The Securities and Exchange Commission (the “SEC”) released a review of its FY2016 enforcement efforts, which featured a single-year record 868 enforcement actions through the end of September.
The annual recap of financial reporting-related misconduct by executives and firms, as well as misconduct by registrants and gatekeepers, revealed a busy year for the securities regulator. It included the largest-ever number of cases involving investment advisers or investment companies at 160, as well as a record number of independent or standalone cases involving investment advisers or investment companies at 98.
The 868 total actions were more than the 807 filed in 2015, an increase of more than 7.5% from year to year, and the 755 in 2014. The 2016 enforcement actions resulted in disgorgements and penalties of over $4 billion, compared to the previous year’s $4.19 billion. The report details the SEC’s investigations, settlements and prosecutions related to a broad range of wrongdoing, which highlights the regulator’s ongoing focus across an extensive number of areas.
In enforcement actions generated pursuant to the whistleblower program, 13 individuals received $57 million in total awards for providing information regarding wrongdoing, another record amount for a single year and more than in all previous years combined. The SEC also prosecuted its first stand-alone action for retaliation against a whistleblower during the past year for the firing of an employee who reported improper financial reporting practices to senior management and the SEC, resulting in a $500,000 penalty.
Several other companies were charged under Securities Exchange Act Rule 21F-17, which prohibits the use of confidentiality agreements to silence or discourage potential whistleblowers from contacting the SEC. This volume of activity underscores the significant increase in whistleblower tips enabling the SEC to investigate and successfully resolve a greater number of enforcement actions.

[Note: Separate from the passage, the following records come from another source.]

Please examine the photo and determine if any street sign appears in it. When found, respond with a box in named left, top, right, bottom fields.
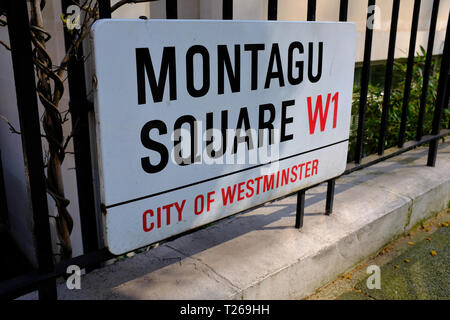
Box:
left=91, top=19, right=356, bottom=254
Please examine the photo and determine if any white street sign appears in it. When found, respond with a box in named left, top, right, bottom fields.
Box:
left=92, top=19, right=356, bottom=254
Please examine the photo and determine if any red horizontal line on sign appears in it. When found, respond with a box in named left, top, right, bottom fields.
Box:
left=106, top=139, right=348, bottom=209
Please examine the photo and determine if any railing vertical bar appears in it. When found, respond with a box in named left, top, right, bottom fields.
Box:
left=0, top=150, right=8, bottom=224
left=378, top=0, right=400, bottom=156
left=295, top=190, right=305, bottom=229
left=61, top=0, right=103, bottom=264
left=267, top=0, right=278, bottom=20
left=98, top=0, right=111, bottom=19
left=397, top=0, right=421, bottom=148
left=339, top=0, right=348, bottom=21
left=222, top=0, right=233, bottom=20
left=306, top=0, right=317, bottom=21
left=355, top=0, right=375, bottom=164
left=325, top=179, right=336, bottom=215
left=7, top=0, right=57, bottom=300
left=416, top=0, right=439, bottom=141
left=166, top=0, right=178, bottom=19
left=427, top=11, right=450, bottom=167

Another emerging theme is the SEC’s continued prosecution of so-called “gatekeepers,” including attorneys, accountants and others, who actively participate in wrongdoing. Two of the largest auditing firms in the country were charged for violating auditor independence rules, while a private fund administrator was charged with missing or ignoring clear indications of fraud while it was retained to keep records and prepare financial statements and investor account statements for two client funds, resulting in a $352,449 fine. These actions reinforce the SEC’s ongoing focus on gatekeepers, and their willingness to pursue gatekeepers for participating in wrongdoing or even failing to identify wrongdoing.
Other Areas of Interest
The SEC also brought 21 enforcement actions under the Foreign Corrupt Practices Act (“FCPA”) – the highest number of FCPA enforcement actions in a single year. Significantly, two companies that both self-reported misconduct and cooperated extensively with the SEC were granted non-prosecution agreements.
Similarly, the 78 insider trading charges leveled during the year demonstrates the SEC’s continued focus in that area. Those charged with insider trading in 2016 included two hedge fund managers and their source, who was a former U.S. Food and Drug Administration employee, as well as a former employee at an investment bank accused of stealing non-public information in the firm’s email system so he could trade illegally in advance of client mergers.
Use of Data and Analytics
The overall increase in enforcement activity comes as the agency continues to increase its use of data to detect illegal activity and aid investigations, something SEC Chair Mary Jo White highlighted.
“Over the last three years, we have changed the way we do business on the enforcement front by using new data analytics to uncover fraud, enhancing our ability to litigate tough cases, and expanding the playbook bringing novel and significant actions to better protect investors and our markets,” she said.
For example, the SEC indicated that a number of the insider trading cases involved “complex insider trading rings” that were investigated and charged through “innovative uses of data and analytics to spot suspicious trading.”
The use of large quantities of data and analytics tools gives the SEC a significantly enhanced ability to identify and investigate instances of such wrongdoing. As a result, elevated numbers of enforcement actions are likely to continue into FY 2017 and investment advisers should remain vigilant to ensure their ongoing compliance as the regulator is able to expand the scope of its investigations.